A research team has documented a pair of lion brothers crossing an African river filled with predators at night in a record-breaking 1.5-kilometer swim.

The team, led by Dr. Alexander Braczkowski from the Griffith University Centre for Planetary Health and Food Security, filmed the two lions — Jacob and Tibu — on their night swim across Uganda’s Kazinga Channel using drones equipped with high-definition heat detection cameras, a press release from Griffith University said. The Uganda Wildlife Authority supervised the team’s work.

“Jacob has had the most incredible journey and really is a cat with nine lives,” Braczkowski said in the press release.

Jacob is a 10-year-old local icon famous for surviving multiple life-threatening events, one of which resulted in an amputated leg.

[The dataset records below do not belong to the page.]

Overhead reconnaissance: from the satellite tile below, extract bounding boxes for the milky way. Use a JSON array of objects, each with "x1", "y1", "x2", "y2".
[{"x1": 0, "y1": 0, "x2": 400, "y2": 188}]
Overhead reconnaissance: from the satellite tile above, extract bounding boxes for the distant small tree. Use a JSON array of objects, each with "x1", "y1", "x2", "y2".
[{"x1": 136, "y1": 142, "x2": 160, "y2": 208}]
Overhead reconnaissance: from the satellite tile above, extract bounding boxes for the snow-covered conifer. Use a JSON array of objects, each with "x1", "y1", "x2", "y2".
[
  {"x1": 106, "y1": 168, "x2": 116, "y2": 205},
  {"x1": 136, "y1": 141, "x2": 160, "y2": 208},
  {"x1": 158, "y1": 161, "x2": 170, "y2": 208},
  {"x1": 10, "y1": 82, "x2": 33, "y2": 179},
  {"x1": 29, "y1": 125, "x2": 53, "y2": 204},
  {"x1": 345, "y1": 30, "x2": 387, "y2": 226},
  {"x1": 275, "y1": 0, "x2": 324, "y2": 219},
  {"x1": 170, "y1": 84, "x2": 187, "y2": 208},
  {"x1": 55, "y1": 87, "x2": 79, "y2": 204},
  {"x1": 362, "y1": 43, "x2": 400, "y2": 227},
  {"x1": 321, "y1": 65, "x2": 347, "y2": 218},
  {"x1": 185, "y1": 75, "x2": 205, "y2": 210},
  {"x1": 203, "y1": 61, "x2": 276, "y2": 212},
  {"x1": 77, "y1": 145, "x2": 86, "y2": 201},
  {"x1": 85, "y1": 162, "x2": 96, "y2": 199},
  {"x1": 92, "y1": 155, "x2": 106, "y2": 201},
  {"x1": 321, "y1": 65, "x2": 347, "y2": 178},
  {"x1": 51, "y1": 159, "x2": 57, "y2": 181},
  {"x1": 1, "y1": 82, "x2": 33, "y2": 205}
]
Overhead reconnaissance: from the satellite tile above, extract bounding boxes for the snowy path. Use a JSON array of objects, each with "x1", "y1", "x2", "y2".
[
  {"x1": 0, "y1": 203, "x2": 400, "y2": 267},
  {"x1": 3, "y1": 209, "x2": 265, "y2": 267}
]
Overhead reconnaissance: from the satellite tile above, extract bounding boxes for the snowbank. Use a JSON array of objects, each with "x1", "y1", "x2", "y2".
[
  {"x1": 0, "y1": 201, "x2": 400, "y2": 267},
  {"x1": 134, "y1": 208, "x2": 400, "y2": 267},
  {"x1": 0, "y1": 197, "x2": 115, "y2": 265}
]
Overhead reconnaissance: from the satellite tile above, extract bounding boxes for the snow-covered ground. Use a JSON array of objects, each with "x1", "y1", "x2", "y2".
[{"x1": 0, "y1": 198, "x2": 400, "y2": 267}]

“I’d bet all my belongings that we are looking at Africa’s most resilient lion: he has been gored by a buffalo, his family was poisoned for lion body part trade, he was caught in a poacher’s snare, and finally lost his leg in another attempted poaching incident where he was caught in a steel trap,” Braczkowski said. “The fact that he and his brother Tibu have managed to survive as long as they have in a national park that has experienced significant human pressures and high poaching rates is a feat in itself – our science has shown this population has nearly halved in just 5 years.”

Braczkowski said the female lions in the park had been especially impacted, The Guardian reported.

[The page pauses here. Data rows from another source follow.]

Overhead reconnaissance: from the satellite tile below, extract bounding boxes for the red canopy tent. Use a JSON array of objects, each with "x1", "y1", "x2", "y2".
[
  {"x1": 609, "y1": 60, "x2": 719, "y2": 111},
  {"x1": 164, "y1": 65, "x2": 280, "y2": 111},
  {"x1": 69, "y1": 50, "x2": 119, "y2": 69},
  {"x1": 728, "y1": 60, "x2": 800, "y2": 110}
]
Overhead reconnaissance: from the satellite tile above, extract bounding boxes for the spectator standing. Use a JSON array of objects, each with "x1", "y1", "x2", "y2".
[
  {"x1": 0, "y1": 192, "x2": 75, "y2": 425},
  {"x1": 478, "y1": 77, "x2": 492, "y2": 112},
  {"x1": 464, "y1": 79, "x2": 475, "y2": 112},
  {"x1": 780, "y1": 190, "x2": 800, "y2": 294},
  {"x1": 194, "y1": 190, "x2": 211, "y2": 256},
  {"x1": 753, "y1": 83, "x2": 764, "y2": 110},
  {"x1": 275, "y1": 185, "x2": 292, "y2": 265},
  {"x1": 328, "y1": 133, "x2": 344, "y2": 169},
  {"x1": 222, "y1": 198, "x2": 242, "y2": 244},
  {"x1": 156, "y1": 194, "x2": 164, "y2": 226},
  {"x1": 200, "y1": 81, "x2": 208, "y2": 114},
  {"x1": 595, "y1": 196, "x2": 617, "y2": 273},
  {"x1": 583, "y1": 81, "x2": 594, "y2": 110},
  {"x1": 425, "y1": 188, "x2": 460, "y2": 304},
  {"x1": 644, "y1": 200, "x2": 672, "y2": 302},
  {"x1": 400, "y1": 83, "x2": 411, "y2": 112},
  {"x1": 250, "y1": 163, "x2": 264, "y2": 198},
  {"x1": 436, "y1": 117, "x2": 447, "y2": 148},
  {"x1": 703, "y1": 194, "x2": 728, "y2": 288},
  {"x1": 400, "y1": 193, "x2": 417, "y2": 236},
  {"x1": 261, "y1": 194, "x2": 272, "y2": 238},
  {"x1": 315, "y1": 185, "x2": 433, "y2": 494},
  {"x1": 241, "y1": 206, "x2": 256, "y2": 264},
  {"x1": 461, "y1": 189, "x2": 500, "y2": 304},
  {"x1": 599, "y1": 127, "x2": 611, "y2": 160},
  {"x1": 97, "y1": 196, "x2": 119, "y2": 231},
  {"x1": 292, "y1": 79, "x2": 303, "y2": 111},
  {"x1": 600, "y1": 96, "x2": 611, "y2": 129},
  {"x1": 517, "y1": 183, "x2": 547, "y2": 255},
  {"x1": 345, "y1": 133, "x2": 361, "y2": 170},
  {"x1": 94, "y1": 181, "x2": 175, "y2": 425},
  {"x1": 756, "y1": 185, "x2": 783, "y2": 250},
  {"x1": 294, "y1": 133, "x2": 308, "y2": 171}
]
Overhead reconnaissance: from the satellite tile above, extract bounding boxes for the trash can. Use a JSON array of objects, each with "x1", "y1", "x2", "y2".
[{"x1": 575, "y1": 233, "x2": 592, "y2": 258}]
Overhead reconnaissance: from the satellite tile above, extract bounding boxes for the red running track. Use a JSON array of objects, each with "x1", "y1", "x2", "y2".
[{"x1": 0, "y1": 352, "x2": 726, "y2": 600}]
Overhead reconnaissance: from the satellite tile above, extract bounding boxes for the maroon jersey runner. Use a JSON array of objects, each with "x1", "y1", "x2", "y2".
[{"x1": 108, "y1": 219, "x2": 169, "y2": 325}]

Previously reported swims by lions in Africa have been from roughly 10 to 200 meters in length. Some of them ended in the lions being killed by crocodiles, the press release said.

“His swim, across a channel filled with high densities of hippos and crocodiles, is a record-breaker and is a truly amazing show of resilience in the face of such risk,” Braczkowski said in the press release.

So why did Jacob and Tibu undertake this long and perilous swim at night?

“It’s likely the brothers were looking for females. Competition for lionesses in the park is fierce and they lost a fight for female affection in the hours leading up to the swim, so it’s likely the duo mounted the risky journey to get to the females on the other side of the channel,” Braczkowski explained. “There is a small connecting bridge to the other side but the presence of people was probably a deterrent for them.”

Braczkowski said it was “just sad” that the lions were being pressured by humans in this way, reported The Guardian.

“This population is skewing two males to one female and that’s the reason we suspect these lions have swum across the Kazinga Channel – because they’re searching for females,” Braczkowski said, as The Guardian reported.

Braczkowski, the current scientific director of the Volcanoes Safaris Partnership Trust’s Kyambura Lion Project, has been conducting a long-term study of predators in Queen Elizabeth National Park and several other national parks in Uganda, the press release said.

Since 2017, Braczkowski has been building scientific capacity in the Ugandan government’s wildlife department to census predators like lions.

“Jacob and Tibu’s big swim is another important example that some of our most beloved wildlife species are having to make tough decisions just to find homes and mates in a human-dominated world,” Braczkowski said in the press release.

The research paper, “Long-distance swimming by African lions in Uganda,” was published in the journal Ecology and Evolution.